It's a combination of confirmation bias (accepting slim support for beliefs you already accepted) and completely ignoring the ECREE principle (Extraordinary Claims Require Extraordinary Evidence).  And it never fails to baffle me, however often I run across it.

I ran into an especially good example of this maddening tendency just yesterday, with a claim that humanity is currently in an alternate time line.  And the evidence that we live in a bizarro world comes from...

The Berenstain Bears.

Yes, the annoying, moralistic cartoon bears, intended to entertain kids with their antics and simultaneously hammer into their brains important lessons such as Be Nice To Your Siblings and Your Parents Are Always Right and Strangers Are Scary and Pay Attention In School Or You Are Bad.

And how, you are probably asking, do said Bears show that we have side-slipped into an alternate universe?

It's because recently, people have been spelling their name "Berenstein" instead of the correct spelling,"Berenstain."

I'm not making this up.  In a post called "The Berenst#in Bears Problem," writer Rob Schwartz tells us why this constitutes proof:
…somehow, at some time in the last 10 years or so, reality has been tampered with and history has been retroactively changed. The bears really were called the ‘BerenstEin Bears’ when we were growing up, but now reality has been altered such that the name of the bears has been changed post hoc…In 1992 they were “stEin” in 1992, but in 2012 they were “stAin” in 1992... we moved to the stAin hexadectant, while our counterparts moved to our hexadectant (stEin). They are standing around expressing their confusion about the ‘Berenstein Bears’ and how they all remember “Berenstain Bears” on the covers growing up.
 So my first question about this, besides the obvious question of "What the fuck?", was, "what is a 'hexadectant?'"  When I looked it up, I found this:
The "universes" of my theory are region of a 4D complex manifold that split along lines of real/imaginary. They're really more like "pockets" than universes, or as I call them... "hexadectants." Obviously we don't observe complex spatial dimensions. The most obvious explanation is simply that spacetime isn't complex. Yet if (if) spacetime is complex, then why don't we? Well, maybe it's due to splitting along real/imaginary components to the dimensions. So, in our pocket things are (1,1,1,i), but in another they might be (1,i,1,1) or (i,i,i,1). But then what's going on in the other pockets? Well, maybe there's people there, just like us, experiencing the exact same special relativity but with a different sign convention. And then what if somehow our Euler-phase changed and we wound up in one of the other pockets? 
I don't think it's a crazy proposal.
Righty-o.  The Berensta/e/in Bears prove that we're in the universe's alternate pocket, or something.  Not crazy at all.  As a science-type, though, I object to his calling this a "theory;" a theory makes predictions that are testable, and this one says that somewhere else in an alternate universe there's another Gordon who is British and calls this blog Sceptophilia, but you can't visit that universe because it's in a different pocket, and therefore, somehow, q.e.d.

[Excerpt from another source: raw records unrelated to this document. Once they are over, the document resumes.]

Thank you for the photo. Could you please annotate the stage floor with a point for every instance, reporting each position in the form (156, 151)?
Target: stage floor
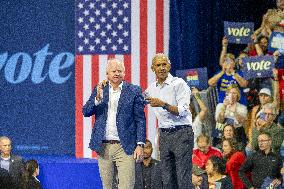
(66, 172)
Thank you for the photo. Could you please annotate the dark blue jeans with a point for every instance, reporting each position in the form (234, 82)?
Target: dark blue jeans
(176, 163)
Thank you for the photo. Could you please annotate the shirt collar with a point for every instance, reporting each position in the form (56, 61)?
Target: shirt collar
(167, 81)
(36, 178)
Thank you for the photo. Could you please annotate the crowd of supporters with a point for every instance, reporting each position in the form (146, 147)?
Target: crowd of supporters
(246, 149)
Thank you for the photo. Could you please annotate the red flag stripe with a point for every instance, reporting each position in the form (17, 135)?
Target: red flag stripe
(79, 104)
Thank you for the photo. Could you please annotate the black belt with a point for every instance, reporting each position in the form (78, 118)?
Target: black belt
(111, 141)
(174, 128)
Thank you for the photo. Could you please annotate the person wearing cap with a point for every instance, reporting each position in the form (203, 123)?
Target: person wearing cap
(265, 123)
(228, 75)
(199, 178)
(265, 96)
(232, 112)
(170, 98)
(12, 163)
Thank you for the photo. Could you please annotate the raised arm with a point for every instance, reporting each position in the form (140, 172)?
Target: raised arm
(224, 51)
(203, 108)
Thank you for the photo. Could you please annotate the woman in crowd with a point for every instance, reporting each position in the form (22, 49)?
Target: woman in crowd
(215, 168)
(234, 159)
(198, 119)
(228, 75)
(265, 97)
(29, 180)
(229, 132)
(231, 112)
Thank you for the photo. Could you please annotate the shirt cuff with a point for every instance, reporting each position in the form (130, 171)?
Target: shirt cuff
(97, 102)
(183, 111)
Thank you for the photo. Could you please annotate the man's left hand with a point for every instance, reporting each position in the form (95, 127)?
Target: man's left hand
(138, 154)
(155, 102)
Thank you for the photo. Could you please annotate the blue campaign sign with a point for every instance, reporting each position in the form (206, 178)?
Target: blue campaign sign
(194, 77)
(258, 66)
(238, 32)
(37, 104)
(276, 42)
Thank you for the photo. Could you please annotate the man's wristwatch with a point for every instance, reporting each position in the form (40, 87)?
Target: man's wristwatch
(166, 106)
(141, 145)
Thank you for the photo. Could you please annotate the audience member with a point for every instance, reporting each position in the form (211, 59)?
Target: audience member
(262, 164)
(229, 132)
(204, 151)
(231, 112)
(10, 162)
(199, 178)
(234, 160)
(272, 21)
(215, 168)
(148, 173)
(6, 180)
(227, 76)
(265, 123)
(200, 117)
(29, 180)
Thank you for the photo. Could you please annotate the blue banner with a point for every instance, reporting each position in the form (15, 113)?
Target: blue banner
(37, 103)
(276, 42)
(258, 66)
(238, 32)
(194, 77)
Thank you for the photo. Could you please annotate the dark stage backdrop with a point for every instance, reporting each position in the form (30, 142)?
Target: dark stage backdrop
(37, 103)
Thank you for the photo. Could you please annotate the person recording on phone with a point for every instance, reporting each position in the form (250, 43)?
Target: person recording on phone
(119, 132)
(231, 112)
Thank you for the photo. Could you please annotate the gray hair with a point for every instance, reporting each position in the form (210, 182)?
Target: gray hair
(114, 60)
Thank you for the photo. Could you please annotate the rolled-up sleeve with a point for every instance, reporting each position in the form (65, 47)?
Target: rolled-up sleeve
(183, 93)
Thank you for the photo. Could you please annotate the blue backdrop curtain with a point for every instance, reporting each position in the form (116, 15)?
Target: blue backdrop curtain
(196, 29)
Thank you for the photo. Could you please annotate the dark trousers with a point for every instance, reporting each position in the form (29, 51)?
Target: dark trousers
(176, 163)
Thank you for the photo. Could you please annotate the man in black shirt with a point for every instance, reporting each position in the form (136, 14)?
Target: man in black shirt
(148, 173)
(262, 164)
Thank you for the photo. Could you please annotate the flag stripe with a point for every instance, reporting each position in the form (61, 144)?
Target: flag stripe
(160, 25)
(127, 64)
(95, 81)
(166, 26)
(79, 104)
(135, 42)
(87, 87)
(143, 44)
(149, 34)
(152, 49)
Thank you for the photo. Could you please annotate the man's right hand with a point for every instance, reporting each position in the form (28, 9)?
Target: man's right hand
(100, 90)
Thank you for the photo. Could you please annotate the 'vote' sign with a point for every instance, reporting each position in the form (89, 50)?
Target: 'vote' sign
(19, 66)
(238, 32)
(258, 66)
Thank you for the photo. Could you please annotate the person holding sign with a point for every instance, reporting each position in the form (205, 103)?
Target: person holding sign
(228, 75)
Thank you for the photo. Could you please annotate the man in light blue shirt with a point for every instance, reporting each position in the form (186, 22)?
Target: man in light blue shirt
(170, 98)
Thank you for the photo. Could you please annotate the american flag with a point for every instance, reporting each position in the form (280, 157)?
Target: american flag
(130, 30)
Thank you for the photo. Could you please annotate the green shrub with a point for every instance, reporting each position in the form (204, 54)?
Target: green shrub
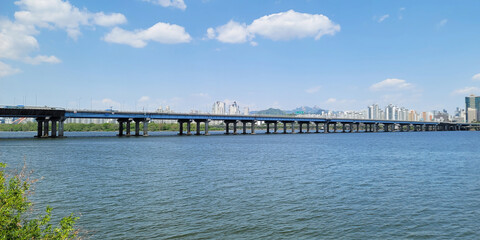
(14, 191)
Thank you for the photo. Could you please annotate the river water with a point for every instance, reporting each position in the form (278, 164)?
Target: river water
(296, 186)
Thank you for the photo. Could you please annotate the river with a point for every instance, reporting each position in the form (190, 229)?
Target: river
(285, 186)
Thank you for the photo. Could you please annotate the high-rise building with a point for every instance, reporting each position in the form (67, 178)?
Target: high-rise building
(373, 112)
(472, 108)
(218, 108)
(246, 111)
(234, 109)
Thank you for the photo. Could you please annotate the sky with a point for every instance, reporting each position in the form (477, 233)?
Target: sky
(187, 54)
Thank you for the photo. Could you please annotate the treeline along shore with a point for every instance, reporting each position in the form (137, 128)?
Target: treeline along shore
(104, 127)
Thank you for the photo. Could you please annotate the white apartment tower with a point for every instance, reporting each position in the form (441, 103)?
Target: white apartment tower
(218, 108)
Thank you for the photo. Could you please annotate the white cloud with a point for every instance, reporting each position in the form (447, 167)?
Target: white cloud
(17, 38)
(210, 33)
(279, 26)
(313, 89)
(382, 18)
(7, 70)
(144, 99)
(170, 3)
(201, 95)
(466, 91)
(331, 100)
(160, 32)
(442, 23)
(476, 77)
(289, 25)
(232, 32)
(42, 59)
(391, 84)
(107, 102)
(60, 14)
(108, 20)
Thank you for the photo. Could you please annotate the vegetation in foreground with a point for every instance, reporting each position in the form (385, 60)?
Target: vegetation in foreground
(14, 206)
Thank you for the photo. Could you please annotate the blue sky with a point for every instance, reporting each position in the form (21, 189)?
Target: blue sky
(142, 54)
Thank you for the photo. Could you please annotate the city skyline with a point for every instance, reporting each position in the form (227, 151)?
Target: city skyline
(188, 54)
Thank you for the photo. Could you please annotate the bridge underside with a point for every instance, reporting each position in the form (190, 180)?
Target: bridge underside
(51, 123)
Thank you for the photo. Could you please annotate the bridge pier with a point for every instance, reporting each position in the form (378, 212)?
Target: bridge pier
(180, 126)
(54, 128)
(268, 126)
(145, 127)
(61, 128)
(137, 127)
(45, 127)
(206, 127)
(127, 129)
(120, 127)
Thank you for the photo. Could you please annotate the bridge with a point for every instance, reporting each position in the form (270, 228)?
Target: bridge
(51, 122)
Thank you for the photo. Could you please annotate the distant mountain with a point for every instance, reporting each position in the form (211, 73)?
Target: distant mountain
(270, 111)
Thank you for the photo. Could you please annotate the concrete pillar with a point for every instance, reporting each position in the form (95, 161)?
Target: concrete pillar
(39, 127)
(145, 127)
(120, 127)
(180, 127)
(127, 130)
(61, 128)
(45, 127)
(198, 127)
(189, 127)
(54, 128)
(206, 127)
(137, 127)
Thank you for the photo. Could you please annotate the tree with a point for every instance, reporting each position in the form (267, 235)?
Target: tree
(14, 205)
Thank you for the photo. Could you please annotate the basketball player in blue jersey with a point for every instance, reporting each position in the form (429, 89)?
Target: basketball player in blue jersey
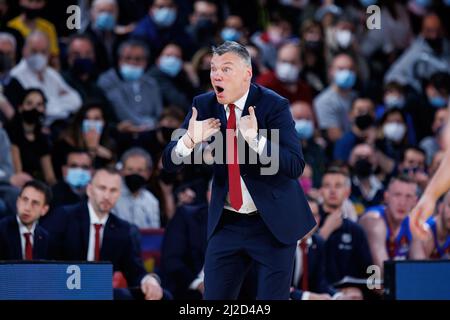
(387, 226)
(437, 243)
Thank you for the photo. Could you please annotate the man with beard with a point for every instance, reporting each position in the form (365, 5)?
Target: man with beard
(136, 204)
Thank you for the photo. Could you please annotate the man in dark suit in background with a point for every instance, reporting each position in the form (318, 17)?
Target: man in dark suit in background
(21, 238)
(88, 231)
(255, 215)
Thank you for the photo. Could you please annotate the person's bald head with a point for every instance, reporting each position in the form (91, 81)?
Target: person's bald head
(36, 42)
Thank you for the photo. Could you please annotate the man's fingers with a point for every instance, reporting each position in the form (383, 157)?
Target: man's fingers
(194, 114)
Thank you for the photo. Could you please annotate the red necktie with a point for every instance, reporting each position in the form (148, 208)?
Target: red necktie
(234, 176)
(97, 226)
(304, 248)
(28, 246)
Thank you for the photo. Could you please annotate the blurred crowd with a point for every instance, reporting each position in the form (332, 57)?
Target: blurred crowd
(369, 105)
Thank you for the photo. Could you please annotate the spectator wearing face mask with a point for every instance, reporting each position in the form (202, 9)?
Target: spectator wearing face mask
(161, 26)
(428, 54)
(392, 139)
(88, 130)
(367, 189)
(31, 20)
(136, 204)
(134, 95)
(33, 72)
(313, 152)
(170, 72)
(333, 104)
(431, 144)
(30, 146)
(362, 118)
(76, 174)
(286, 78)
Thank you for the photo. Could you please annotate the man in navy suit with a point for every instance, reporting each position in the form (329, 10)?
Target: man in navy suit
(89, 231)
(258, 210)
(21, 238)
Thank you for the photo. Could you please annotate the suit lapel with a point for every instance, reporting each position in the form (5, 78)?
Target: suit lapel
(14, 236)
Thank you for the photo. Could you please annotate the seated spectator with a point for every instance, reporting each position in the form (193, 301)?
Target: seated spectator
(313, 152)
(161, 26)
(136, 204)
(21, 237)
(88, 130)
(31, 20)
(101, 29)
(367, 189)
(175, 83)
(76, 174)
(10, 182)
(387, 226)
(30, 145)
(431, 144)
(33, 72)
(286, 78)
(134, 95)
(362, 119)
(428, 54)
(89, 231)
(333, 104)
(82, 69)
(11, 88)
(437, 243)
(413, 164)
(347, 250)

Because the whole Bear issue couldn't have been caused by people misspelling their name, or anything.  It's not because virtually every Germanic name with an ending pronounced that way spells it "-stein," so a lot of people get confused and remember the "-stain" wrong.

No.  If there's a common spelling error, it has to be evidence of an alternate universe.


So anyway.  I wonder if the alternate me has a headache right now?  Because I certainly do, given the number of faceplants I've done while researching and writing this.  I think I'll sign off here, to see if I can find some ibuprofin or asperin or tylanol.